BELLEVILLE – St. Clair County’s board adopted a budget that would have harmed probation officers and court workers in four other counties, according to a suit their union filed in chancery court.
Local 4408 of Illinois Federation of Public Employees in Springfield, which gained a temporary order against the budget in December, seeks to make it permanent.
Attorneys Tom Keefe and Van-Lear Eckert filed the union’s suit on Dec. 12, naming county treasurer Andrew Lopinot as lead defendant.
The union also sued county board chairman Mark Kern, the county, Chief Circuit Judge Andrew Gleeson, and the circuit.
According to the suit, state law allows counties in a circuit to share salaries and expenses of a single probation and court services department, with the most populous county administering the department. As the most populous, St. Clair County submits costs to the Supreme Court, and then divides the reimbursement among the counties.
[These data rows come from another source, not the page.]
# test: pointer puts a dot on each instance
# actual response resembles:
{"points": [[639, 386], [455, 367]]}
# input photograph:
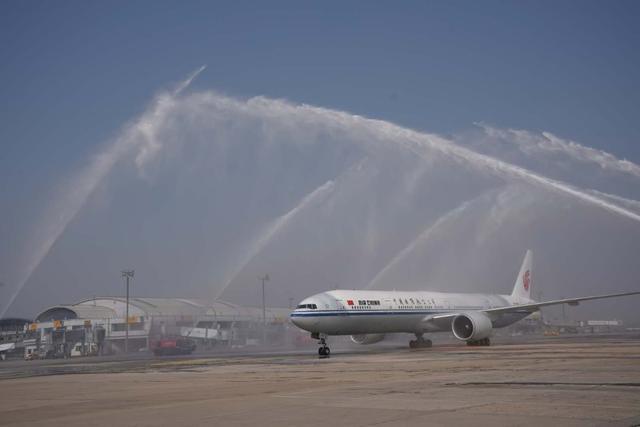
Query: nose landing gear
{"points": [[482, 342], [420, 342]]}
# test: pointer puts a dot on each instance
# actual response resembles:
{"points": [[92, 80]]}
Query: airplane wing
{"points": [[536, 305], [439, 322]]}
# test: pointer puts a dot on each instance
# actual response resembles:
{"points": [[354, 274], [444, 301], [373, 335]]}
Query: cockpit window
{"points": [[308, 306]]}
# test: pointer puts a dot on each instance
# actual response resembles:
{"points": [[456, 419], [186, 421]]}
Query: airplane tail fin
{"points": [[524, 281]]}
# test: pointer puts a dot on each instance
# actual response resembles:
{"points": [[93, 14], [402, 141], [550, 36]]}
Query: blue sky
{"points": [[73, 72]]}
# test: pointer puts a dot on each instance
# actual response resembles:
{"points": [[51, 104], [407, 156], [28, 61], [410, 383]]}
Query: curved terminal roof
{"points": [[115, 307]]}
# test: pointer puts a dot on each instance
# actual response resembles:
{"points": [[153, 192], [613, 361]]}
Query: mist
{"points": [[203, 193]]}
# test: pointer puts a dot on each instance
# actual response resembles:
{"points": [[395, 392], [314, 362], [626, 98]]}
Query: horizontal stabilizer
{"points": [[535, 306]]}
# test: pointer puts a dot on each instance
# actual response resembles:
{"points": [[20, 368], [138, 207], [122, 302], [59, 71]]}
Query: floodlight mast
{"points": [[127, 274]]}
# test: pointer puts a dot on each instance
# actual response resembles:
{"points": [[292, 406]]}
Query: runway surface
{"points": [[576, 382]]}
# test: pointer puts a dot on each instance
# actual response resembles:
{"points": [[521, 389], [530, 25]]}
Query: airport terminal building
{"points": [[98, 325]]}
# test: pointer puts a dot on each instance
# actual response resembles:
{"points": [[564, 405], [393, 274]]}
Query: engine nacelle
{"points": [[367, 338], [471, 326]]}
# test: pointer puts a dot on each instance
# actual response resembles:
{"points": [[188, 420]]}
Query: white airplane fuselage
{"points": [[368, 315], [353, 312]]}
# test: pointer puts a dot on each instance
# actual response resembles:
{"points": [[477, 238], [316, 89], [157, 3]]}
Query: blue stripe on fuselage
{"points": [[365, 313]]}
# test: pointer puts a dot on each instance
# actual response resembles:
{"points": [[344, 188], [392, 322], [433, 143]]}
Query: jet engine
{"points": [[367, 338], [471, 326]]}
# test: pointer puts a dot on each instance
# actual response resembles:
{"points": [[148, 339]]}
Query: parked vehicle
{"points": [[173, 346]]}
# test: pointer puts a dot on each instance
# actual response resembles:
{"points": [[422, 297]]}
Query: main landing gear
{"points": [[482, 342], [324, 351], [420, 342]]}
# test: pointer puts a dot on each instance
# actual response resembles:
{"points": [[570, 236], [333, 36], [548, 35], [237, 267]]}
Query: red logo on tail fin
{"points": [[526, 279]]}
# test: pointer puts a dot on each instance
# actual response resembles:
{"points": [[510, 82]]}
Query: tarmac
{"points": [[581, 381]]}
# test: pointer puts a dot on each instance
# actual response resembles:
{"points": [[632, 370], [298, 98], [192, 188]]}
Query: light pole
{"points": [[127, 274], [265, 278]]}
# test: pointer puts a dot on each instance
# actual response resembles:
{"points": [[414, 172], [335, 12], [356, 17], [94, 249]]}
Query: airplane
{"points": [[368, 315]]}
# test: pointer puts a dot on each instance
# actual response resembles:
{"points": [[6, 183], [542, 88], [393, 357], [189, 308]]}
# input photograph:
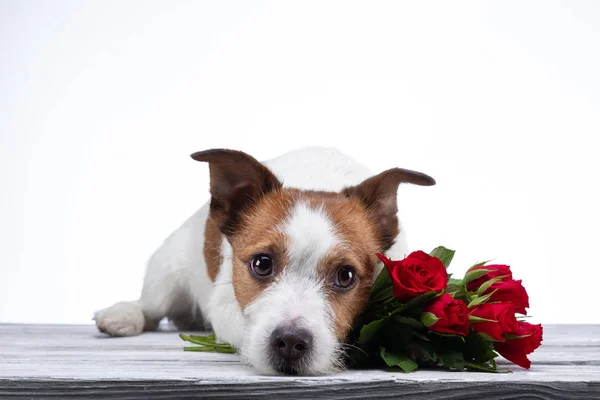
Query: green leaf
{"points": [[473, 318], [482, 367], [453, 360], [454, 281], [445, 255], [472, 275], [412, 322], [489, 283], [480, 264], [417, 301], [480, 299], [385, 294], [370, 331], [212, 337], [229, 350], [398, 360], [429, 319], [383, 281]]}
The suit further states that Randolph, Monroe, Washington and Perry counties submit their proportion of the department’s costs on an annual basis. But, on Nov. 26, the St. Clair county board passed a budget that stripped funding for Local 4408 probation officers working in the other four counties.
The budget prevented Lopinot from paying salary and benefits in violation of a collective bargaining agreement.
Local 4408, which identifies itself as an affiliate of American Federation of Teachers,
argues that St. Clair County has no budgetary authority over its members but merely holds funds in trust as a fiduciary.
The Local further claims that Randolph, Monroe, Washington and Perry counties have always paid in full and continue to pay in full, and seeks an order requiring Lopinot to pay salaries and benefits in accordance with the collective bargaining agreement.
Members ask for a finding that Gleeson had sole authority to authorize payment.
Associate Judge Julie Katz granted a temporary restraining order the day suit was filed.
On Dec. 20, assistant Illinois attorney general Anupama Paruchuri wrote that Gleeson and the 20th Circuit didn’t object to a preliminary injunction.
“However, they advise the court that a preliminary injunction is unlikely to apply directly to them, as they do not actually enact or implement St. Clair County’s budget,” Paruchuri wrote.
Gleeson asked the Supreme Court for an outside judge, and Chief Justice Lloyd Karmeier ordered First Circuit Chief Judge James Williamson to assign one.
Williamson picked associate judge Todd Lambert of Harrisburg.
Lambert signed a preliminary injunction on Jan. 8, finding the parties agreed to preserve the status quo until the case can be decided on the merits.
He wrote that no one admitted or denied any of the facts that the court would eventually determine.
He held a hearing on a permanent injunction on Feb. 28, but issued no order.
As of April 16, he hadn’t set a date for further proceedings.